The demand for the company’s services could sustain in the post-pandemic world, as a structural shift towards omnichannel solutions has created a multi-year growth opportunity. Lightspeed POS is also focusing on innovation and expanding its product suite, which could support its growth.
Meanwhile, Lightspeed POS is also looking at strategic acquisitions to expand its footprint and increase its customer base. The company’s strong liquidity position could support its acquisitions. So, given its growing addressable market and expanding market share, I expect the upward momentum in its stock price to continue.
Goodfood Market
The social-distancing and work-from-home restrictions amid the pandemic benefited the online grocery and meal kit delivery company, Goodfood Market (TSX:FOOD). Its top line grew 85% in its recently reported quarter. The addition of new customers, higher average order value due to its expanded product offerings, and increased order rates drove its sales. Meanwhile, the improvement in operating efficiency, automation, increased density in the delivery zones, and lower incentives and credits improved its EBIDTA margin.
Meanwhile, the shift in customer preferences towards online delivery and expansion in customer base has created a long-term growth prospect for Goodfood Markets. The company is also focusing on expanding its production capacity, investing in automation, increasing its product offerings, and expanding its product offerings across the country to increase its market share. Meanwhile, the improvement in efficiency and economies of scale could support its margin expansion.
This year, Goodfood Markets’s stock price has increased by 184%. However, given its large addressable market and increasing market share, the company can deliver multi-fold returns in the long run.
Cargojet
My third pick would be an air cargo company, Cargojet (TSX:CJT), which transports approximately 90% of Canada’s domestic air cargo volumes. Given its array of 27 aircraft and unique overnight delivery service, the company has acquired a significant share in the air cargo service. Further, the company earns 75% of its revenue through long-term contracts, delivering predictable earnings and cash flows.
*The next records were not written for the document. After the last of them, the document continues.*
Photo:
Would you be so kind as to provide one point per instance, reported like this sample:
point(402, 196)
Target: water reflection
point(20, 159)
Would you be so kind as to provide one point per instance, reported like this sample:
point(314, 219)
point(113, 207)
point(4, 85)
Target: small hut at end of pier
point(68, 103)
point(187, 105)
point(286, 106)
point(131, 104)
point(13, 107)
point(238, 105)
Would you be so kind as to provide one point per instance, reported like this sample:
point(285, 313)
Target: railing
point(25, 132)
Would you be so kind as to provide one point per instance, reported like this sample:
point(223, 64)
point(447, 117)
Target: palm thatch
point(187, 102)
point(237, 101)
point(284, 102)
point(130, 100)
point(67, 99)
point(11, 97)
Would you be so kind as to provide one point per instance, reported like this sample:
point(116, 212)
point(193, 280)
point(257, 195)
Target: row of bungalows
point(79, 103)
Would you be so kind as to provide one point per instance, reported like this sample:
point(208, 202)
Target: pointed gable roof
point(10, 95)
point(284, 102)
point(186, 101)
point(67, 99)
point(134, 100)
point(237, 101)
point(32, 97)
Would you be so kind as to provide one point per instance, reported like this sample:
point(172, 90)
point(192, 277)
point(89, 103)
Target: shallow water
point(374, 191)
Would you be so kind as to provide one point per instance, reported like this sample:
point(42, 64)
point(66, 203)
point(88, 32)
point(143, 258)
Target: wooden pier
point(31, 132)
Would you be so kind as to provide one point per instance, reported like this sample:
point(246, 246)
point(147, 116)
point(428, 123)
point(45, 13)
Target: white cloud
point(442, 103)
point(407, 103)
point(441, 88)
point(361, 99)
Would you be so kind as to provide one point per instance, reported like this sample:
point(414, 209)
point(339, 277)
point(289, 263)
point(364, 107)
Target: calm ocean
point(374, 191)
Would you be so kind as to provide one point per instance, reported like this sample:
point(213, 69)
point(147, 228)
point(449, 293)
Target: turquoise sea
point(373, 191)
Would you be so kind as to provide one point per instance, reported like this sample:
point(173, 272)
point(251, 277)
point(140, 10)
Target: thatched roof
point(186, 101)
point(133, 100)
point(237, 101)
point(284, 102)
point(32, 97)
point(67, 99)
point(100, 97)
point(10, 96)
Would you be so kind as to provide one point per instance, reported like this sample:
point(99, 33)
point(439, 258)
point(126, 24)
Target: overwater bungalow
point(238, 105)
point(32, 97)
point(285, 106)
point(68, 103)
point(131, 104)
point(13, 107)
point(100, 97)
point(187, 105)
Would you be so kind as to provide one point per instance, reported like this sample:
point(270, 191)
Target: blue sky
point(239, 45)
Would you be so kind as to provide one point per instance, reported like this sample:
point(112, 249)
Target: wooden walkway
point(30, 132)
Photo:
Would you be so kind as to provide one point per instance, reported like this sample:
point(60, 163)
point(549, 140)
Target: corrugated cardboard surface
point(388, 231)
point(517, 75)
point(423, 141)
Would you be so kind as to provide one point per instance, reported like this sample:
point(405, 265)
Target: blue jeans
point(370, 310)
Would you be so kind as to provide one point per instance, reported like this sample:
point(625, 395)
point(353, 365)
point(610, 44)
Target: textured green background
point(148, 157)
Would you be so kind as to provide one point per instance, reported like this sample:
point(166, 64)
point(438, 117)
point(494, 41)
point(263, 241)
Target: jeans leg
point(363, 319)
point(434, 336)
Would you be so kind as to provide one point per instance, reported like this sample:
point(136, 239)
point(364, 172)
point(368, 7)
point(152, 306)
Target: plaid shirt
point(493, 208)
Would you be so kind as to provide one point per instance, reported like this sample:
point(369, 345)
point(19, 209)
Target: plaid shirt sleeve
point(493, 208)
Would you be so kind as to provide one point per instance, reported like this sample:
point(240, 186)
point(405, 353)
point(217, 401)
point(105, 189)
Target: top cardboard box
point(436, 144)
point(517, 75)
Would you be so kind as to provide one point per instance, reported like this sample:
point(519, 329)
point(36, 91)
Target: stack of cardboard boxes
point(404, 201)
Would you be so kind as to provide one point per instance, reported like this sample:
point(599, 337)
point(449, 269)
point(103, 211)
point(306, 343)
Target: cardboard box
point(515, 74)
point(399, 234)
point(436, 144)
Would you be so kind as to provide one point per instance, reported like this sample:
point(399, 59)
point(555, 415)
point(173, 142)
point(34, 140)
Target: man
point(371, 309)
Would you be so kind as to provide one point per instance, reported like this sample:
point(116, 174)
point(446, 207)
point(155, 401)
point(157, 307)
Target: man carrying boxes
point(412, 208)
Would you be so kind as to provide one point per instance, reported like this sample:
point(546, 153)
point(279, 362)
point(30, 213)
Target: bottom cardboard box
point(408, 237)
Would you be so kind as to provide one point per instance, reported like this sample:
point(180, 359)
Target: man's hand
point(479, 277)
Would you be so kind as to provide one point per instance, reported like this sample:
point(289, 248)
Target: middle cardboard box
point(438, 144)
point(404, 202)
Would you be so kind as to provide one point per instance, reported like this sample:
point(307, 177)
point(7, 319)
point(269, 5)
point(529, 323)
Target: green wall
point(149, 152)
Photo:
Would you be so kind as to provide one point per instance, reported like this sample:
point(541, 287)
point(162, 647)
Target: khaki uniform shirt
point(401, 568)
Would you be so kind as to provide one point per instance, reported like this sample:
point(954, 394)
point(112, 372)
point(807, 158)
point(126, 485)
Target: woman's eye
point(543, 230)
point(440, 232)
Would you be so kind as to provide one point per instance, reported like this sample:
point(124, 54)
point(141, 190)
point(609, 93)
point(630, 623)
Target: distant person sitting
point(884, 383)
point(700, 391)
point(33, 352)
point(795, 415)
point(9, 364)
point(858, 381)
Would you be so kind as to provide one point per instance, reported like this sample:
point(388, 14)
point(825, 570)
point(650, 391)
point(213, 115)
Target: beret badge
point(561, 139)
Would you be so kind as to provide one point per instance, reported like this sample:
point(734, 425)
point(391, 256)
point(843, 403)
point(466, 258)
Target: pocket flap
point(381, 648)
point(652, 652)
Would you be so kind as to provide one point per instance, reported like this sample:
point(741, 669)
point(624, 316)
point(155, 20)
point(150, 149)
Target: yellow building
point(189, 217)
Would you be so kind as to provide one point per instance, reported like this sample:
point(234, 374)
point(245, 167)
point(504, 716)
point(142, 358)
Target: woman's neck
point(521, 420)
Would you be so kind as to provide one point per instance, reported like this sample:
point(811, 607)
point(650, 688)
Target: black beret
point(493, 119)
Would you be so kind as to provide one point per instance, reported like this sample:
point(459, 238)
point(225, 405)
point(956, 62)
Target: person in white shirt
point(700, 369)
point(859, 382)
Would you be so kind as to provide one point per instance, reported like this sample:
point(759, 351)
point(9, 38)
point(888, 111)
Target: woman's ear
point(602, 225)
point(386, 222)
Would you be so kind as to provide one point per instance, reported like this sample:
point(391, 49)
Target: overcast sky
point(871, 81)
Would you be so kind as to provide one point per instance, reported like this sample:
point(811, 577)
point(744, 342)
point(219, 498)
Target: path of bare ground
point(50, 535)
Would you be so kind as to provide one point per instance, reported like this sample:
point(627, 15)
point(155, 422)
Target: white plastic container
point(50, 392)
Now, e-commerce sales form just 5% of Canada’s retail sales, indicating a significant expansion scope. So, the growth in e-commerce sales could drive the demand for Cargojet’s service. Further, the air cargo business is a capital-intensive business, which provides a natural barrier against new entrants.
Amid the recent pullback, Cargojet is currently trading at 12.4% lower from its 52-week low. Its valuation also looks attractive, with its forward price-to-earnings multiple trading at 31. Of the 12 analysts that follow Cargojet, eight have given a “buy” rating, while the remaining four have given a “hold” rating.